I can spend $30 on the highest quality ingredients and still come nowhere close to that amazing $3 roach-coach taco so common all over LA. Between cooking skill, spices, various oils, the cooking grill/apparatus, animal stocks untold, family recipes, etc., I have never been successful at replicating anything remotely Mexican…
I mean, I’m not a great cook in general, but most things turn out at least edible when I follow a recipe. Not so with Mexican. That and good fried rice are the two things I have never been able to make well at home…
My Mexican friends and exes and their families, though, god, they can take like 4 ingredients and turn into the best meal I’ll have had in years.
I grew up in Connecticut and I also remember those tacos made with hard corn taco shells, jarred taco sauce and a packet of taco seasoning. The brands I remember were Old El Paso or Ortega and I think even then, these were basically “white people” tacos, meaning inauthentic. (They were good tasting, though.)

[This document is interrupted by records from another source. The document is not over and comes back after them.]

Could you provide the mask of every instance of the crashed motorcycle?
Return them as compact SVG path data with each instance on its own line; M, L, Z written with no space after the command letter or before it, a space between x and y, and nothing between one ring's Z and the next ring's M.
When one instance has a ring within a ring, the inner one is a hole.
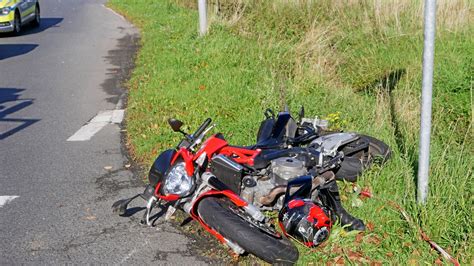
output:
M162 152L155 160L145 191L115 202L113 211L125 215L128 204L141 197L147 202L143 223L151 225L153 208L168 203L165 218L181 209L237 254L248 252L269 263L295 263L298 250L291 241L275 230L258 207L229 188L225 177L212 171L211 165L227 170L251 167L260 150L232 147L221 134L202 142L213 128L209 118L194 134L182 131L179 120L168 122L184 138L176 149Z
M237 148L237 147L235 147ZM324 155L310 147L249 149L240 147L240 153L258 151L251 164L242 162L241 154L225 153L224 158L238 162L241 167L228 168L219 163L210 165L227 187L260 210L281 210L288 184L301 176L311 177L311 199L332 211L347 230L365 230L362 220L349 214L342 206L334 171L339 169L344 154ZM221 151L218 153L223 154Z
M328 131L328 121L305 118L303 107L298 121L288 110L275 115L271 109L267 109L264 115L253 149L310 147L324 156L336 156L342 152L344 158L334 169L338 180L355 182L372 163L384 163L391 155L390 147L374 137L355 132Z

I agree. You can’t get the right ingredients at most grocery stores even in Southern California. Luckily, we have Mexican supermarkets like El Super and Vallarta where you will find ingredients that have never been seen on the shelves of a Vons or Ralphs.
These things get better with practice. Authentic things like queso fresco or cotija only go so far. I can make delicious Mexican food, but certainly not better than a good taco stand or truck. Things like cutting your own jalapeños are often not a substitute for the pickled ones. Roasting and grinding your own dry chiles is essential to many dishes. Things like huevos Mexicanos or rancheros are easier.
There is a place right nearby that does those street tacos. I can do a good quesodillo and a good bean burrito, but not tacos- well they are good, but not great.. But then again- I was born in SoCal and lived here most of my life (except for a couple decades in San Jose, which also has great Mexican food).